La metà delle abitazioni dell’Emilia-Romagna possiede un Attestato di prestazione energetica (Ape). Migliorano le prestazioni energetiche delle nuove costruzioni per le quali crescono anche il contributo dei consumi coperti da fonti energetiche rinnovabili, che passano dal 35% del 2016 al 74% nel 2025: anche negli edifici esistenti oggetto di intervento, la quota mostra ugualmente un incremento negli ultimi anni, attestandosi nel 2025 intorno al 30%.
È questa la fotografia, dettagliata e aggiornata, dello stato dell’arte delle prestazioni energetiche degli edifici e degli impianti in Emilia-Romagna contenuta nella nuova edizione del Report, elaborato da Art-ER, che verrà presentato domani giovedì 25 giugno al Dama Tecnopolo di Bologna durante l’incontro ‘Energia degli edifici in Emilia-Romagna: regole, strumenti e qualità del sistema’ dedicato ai nuovi strumenti digitali e ai risultati delle attività di controllo degli organismi regionali.
L’evento, organizzato dalla Regione Emilia-Romagna in collaborazione con Art-ER, rappresenta un’occasione di confronto tra istituzioni, professionisti, mondo della ricerca e i gestori degli applicativi regionali. Durante i lavori saranno approfonditi il nuovo quadro dei requisiti minimi in merito alle prestazioni energetiche degli edifici, l’evoluzione dei sistemi Sace (Catasto degli attestati di prestazione energetica) e Criter (Catasto regionale impianti termici), l’uso innovativo dei dati energetici e il contributo delle politiche regionali alla transizione energetica degli edifici.
Sintesi del Report
Il trend positivo delle certificazioni Ape ha segnato un record nel 2024 grazie agli incentivi statali (+12% sull’anno precedente), per poi registrare un primo assestamento nel 2025, in concomitanza con la riduzione delle agevolazioni.Dai dati emerge inoltre che il 55% degli immobili ricade ancora nelle classi energetiche più energivore (F e G). Tuttavia, gli *immobili nelle classi migliori (A1-A4) sono quasi raddoppiati, passando dal 6% del 2016 all’11% del 2025.*I nuovi edifici registrano performance eccellenti. Se nel 2016 solo il 30% delle nuove costruzioni era in Classe A4 (la migliore in assoluto), nel 2025 questa quota ha raggiunto il 92%.*Gli edifici a energia quasi zero (nZEB) sono entrati stabilmente nelle dinamiche del settore. Dai soli 116 censiti nel 2016 si è passati a ben 17.993 immobili totali a fine 2025, concentrati prevalentemente nel biennio record 2023-2024. Le ristrutturazioni importanti e le riqualificazioni energetiche hanno permesso agli immobili di superare le classi peggiori, riducendo in media del 20% il fabbisogno di energia primaria non rinnovabile.

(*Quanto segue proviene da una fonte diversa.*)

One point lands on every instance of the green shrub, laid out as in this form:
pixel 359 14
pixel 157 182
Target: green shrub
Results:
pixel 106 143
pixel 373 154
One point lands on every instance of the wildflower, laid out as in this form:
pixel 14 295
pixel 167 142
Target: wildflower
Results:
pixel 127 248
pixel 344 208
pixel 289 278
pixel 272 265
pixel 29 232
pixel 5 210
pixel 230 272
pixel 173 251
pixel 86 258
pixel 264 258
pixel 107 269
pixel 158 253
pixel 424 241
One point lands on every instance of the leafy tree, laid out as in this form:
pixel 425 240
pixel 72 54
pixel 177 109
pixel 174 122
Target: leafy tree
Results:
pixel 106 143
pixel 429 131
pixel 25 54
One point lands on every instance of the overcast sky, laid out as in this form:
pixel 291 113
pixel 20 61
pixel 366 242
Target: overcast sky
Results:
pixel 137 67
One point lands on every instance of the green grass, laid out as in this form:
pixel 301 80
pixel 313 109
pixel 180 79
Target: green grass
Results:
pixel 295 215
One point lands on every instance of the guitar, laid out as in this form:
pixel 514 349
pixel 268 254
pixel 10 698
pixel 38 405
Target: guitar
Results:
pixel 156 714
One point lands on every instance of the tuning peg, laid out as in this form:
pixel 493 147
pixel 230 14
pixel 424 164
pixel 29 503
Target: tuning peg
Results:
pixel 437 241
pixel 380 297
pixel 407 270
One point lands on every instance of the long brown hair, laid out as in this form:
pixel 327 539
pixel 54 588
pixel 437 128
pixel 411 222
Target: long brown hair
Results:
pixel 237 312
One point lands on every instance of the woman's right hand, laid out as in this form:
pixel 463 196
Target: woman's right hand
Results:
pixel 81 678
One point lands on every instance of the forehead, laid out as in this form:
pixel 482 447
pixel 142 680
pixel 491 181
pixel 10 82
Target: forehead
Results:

Il Report contiene, inoltre, i dati del censimento degli impianti termici: dalla sua nascita (giugno 2017) al 31 dicembre 2025, il Criter ha raccolto 1.890.525 libretti di impianto. Di questi il 94% è costituito da caldaie tradizionali e, di queste, il 93% è alimentato a gas naturale. Resta un nodo critico legato all’anzianità: circa il 44% delle caldaie ha più di 15 anni di vita, nonostante a partire dal 2020 siano stati installati circa 440.000 nuovi generatori grazie a Superbonus ed Ecobonus. Le tecnologie più moderne, come i gruppi frigo/pompe di calore, sono di installazione recente (il 75% è stato posato tra il 2010 e il 2025).*Infine, il documento restituisce un quadro strutturato delle attività di controllo di qualità degli attestati Ape degli edifici e di efficienza energetica degli impianti: oltre 54.000 accertamenti documentali e quasi 21mila ispezioni in campo sugli Ape. I dati del Report continueranno a essere progressivamente resi disponibili anche in formato Open Data per supportare la pianificazione energetica regionale del futuro.